Everton v Stoke
Inspiration eventually triumphed over perspiration at Goodison Park as Yakubu’s first goal of the season earned Everton victory over an obdurate if unimaginative Stoke City side.
The visitors set up to defend from the first whistle and showed little ambition to take away anything more than a point.
Their focus on keeping their shape and denying the hosts space paid off for more than an hour before David Moyes’ side finally cracked the code.
The Blues, while not at their best, had showed far more intent to win the game before their greater adventure eventually paid off.
The game opened up following Louis Saha’s introduction to partner Yakubu in attack after an hour and the Nigerian’s goal – thumped into the roof of the net – was enough to lift Everton up to seventh in the Premier League table.
The big team news for the Blues had been the return of Mikel Arteta to the midfield and the Spaniard looked in good shape early on with a couple of typically dextrous touches.
For the visitors, concerns that several key players would miss out through illness proved inaccurate as all their big hitters made their starting line-up.

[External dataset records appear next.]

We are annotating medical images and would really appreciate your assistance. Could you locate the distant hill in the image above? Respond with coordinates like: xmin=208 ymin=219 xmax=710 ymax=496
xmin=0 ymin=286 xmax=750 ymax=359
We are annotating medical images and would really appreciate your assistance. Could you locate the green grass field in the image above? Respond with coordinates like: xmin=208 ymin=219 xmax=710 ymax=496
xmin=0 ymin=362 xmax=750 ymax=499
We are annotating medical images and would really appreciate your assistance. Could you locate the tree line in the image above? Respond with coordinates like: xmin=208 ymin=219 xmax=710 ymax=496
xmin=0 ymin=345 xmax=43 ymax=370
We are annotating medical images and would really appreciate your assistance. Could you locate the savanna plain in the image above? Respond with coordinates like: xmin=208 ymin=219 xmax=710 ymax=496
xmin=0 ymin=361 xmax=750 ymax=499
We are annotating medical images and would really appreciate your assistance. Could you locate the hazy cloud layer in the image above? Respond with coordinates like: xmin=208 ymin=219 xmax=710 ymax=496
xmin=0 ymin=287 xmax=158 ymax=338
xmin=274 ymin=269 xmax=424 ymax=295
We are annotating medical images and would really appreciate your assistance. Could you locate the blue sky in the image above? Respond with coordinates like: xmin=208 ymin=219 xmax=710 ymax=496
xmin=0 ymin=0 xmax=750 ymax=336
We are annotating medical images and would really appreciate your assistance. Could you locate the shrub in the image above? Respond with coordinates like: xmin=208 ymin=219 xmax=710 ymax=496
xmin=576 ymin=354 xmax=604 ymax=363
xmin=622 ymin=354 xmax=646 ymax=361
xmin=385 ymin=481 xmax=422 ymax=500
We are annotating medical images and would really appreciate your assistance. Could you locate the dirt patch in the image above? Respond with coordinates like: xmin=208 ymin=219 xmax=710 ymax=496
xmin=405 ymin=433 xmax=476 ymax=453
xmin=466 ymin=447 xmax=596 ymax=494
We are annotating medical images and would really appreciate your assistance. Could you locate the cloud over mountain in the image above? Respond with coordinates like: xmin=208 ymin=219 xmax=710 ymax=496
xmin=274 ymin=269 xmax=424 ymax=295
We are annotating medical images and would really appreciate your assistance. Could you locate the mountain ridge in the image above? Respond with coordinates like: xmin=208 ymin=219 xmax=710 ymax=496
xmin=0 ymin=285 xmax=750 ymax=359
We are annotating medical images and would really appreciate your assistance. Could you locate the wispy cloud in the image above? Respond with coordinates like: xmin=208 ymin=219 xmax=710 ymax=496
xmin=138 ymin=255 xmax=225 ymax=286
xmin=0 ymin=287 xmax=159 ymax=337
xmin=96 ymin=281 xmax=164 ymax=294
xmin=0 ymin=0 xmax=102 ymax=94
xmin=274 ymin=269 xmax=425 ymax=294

Tony Pulis’ side contained no less than five players who most would consider to be recognised centre-backs, and the visitors had a beastly look about them.
The Blues enjoyed little or no joy in the opening half as Stoke’s organisation and stoic defending thwarted their attempts to build momentum.

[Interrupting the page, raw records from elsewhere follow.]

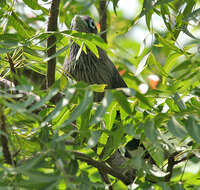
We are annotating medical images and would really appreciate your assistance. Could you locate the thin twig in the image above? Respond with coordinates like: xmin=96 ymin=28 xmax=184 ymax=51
xmin=72 ymin=151 xmax=133 ymax=185
xmin=46 ymin=0 xmax=60 ymax=88
xmin=0 ymin=108 xmax=13 ymax=165
xmin=99 ymin=0 xmax=107 ymax=42
xmin=7 ymin=53 xmax=17 ymax=86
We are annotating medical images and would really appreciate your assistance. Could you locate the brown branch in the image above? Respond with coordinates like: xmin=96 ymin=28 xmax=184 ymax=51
xmin=99 ymin=170 xmax=113 ymax=190
xmin=46 ymin=0 xmax=60 ymax=88
xmin=99 ymin=0 xmax=107 ymax=42
xmin=0 ymin=108 xmax=13 ymax=165
xmin=72 ymin=151 xmax=132 ymax=185
xmin=165 ymin=151 xmax=195 ymax=182
xmin=7 ymin=53 xmax=17 ymax=85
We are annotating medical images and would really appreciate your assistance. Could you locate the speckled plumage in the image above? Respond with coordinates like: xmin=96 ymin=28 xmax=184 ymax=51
xmin=64 ymin=15 xmax=127 ymax=101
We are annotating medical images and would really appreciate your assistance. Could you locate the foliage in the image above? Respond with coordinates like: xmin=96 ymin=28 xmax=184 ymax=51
xmin=0 ymin=0 xmax=200 ymax=190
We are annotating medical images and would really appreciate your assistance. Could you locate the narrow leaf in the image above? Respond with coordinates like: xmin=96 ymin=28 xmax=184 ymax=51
xmin=167 ymin=117 xmax=187 ymax=139
xmin=90 ymin=91 xmax=112 ymax=125
xmin=60 ymin=89 xmax=93 ymax=127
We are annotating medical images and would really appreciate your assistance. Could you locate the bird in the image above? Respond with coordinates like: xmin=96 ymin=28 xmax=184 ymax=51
xmin=64 ymin=15 xmax=127 ymax=102
xmin=63 ymin=15 xmax=140 ymax=183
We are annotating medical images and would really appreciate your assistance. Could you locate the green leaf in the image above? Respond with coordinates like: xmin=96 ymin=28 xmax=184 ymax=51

The visitors' threat going forward was minimal with Sylvain Distin enjoying the better of a heavyweight duel with the increasingly peripheral Kenwyne Jones.

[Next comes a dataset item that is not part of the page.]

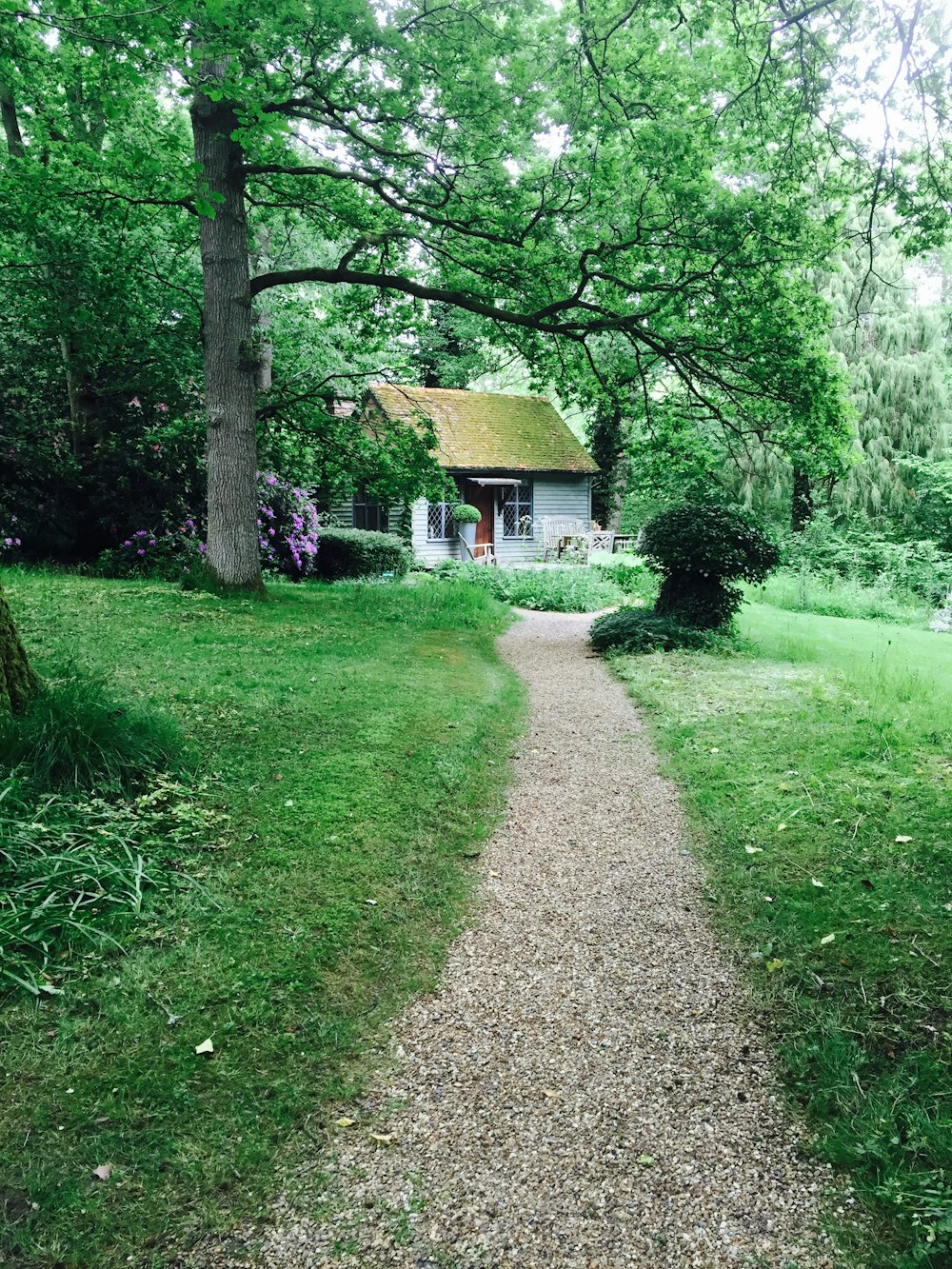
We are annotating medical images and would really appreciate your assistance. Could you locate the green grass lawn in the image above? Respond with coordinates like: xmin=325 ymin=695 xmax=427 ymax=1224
xmin=0 ymin=572 xmax=521 ymax=1266
xmin=616 ymin=605 xmax=952 ymax=1269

Some neat passing midway through the opening half released Yakubu for a run on goal but the Nigerian, who felt a tackle coming, shot tamely at Asmir Begovic.
Aside from a half chance for Phil Neville that was all Everton could muster and, while Stoke had offered nothing, their threat from dead balls was underlined as Matthew Etherington’s corner evaded everyone and the hosts were left scrambling to clear.
The second half began with renewed promise as Seamus Coleman jinked, dropped a shoulder and drove into the box before shooting straight at Begovic.
Baines’ searching cross was then bravely defended by Abdoulaye Faye with Tim Cahill poised to crash home a header at the back stick.
But for all Everton’s endeavour, the best chance of the game arrived at the other end as the Blues failed to deal with a straight ball and the ricochet fell to Ryan Shawcross to skew an ugly effort inches wide.
The visitors were showing glimmers of adventure and had the ball in the net on the hour. Referee Lee Probert wasn’t convinced, however, and ruled out Tuncay’s effort for a shove on Baines.
The Blues responded by surging down the other end and, after Cahill’s effort had been blocked, John Heitinga blasted his follow up high over the bar.
David Moyes brought on Saha, switched Steven Pienaar to the right. The game became more stretched and Everton were rewarded with the opener.
Pienaar’s break down the right appeared to have fizzled out but Yakubu’s determination to retrieve a lost cause revived the chance.
The striker fed Cahill, his shot smacked back off the foot of the post and the Yak steadied himself before hammering high into the roof of the net with Begovic’s flailing sprawl a mere afterthought.
Stoke looked bereft of ideas but a slip by Jagielka afforded them a chink of light.
Etherington gambled, drove into the space and fizzed a low effort across Howard and inches past the far post.
The visitors attempted to chase a point but Tim Howard remained untroubled as Everton collected a deserved maximum.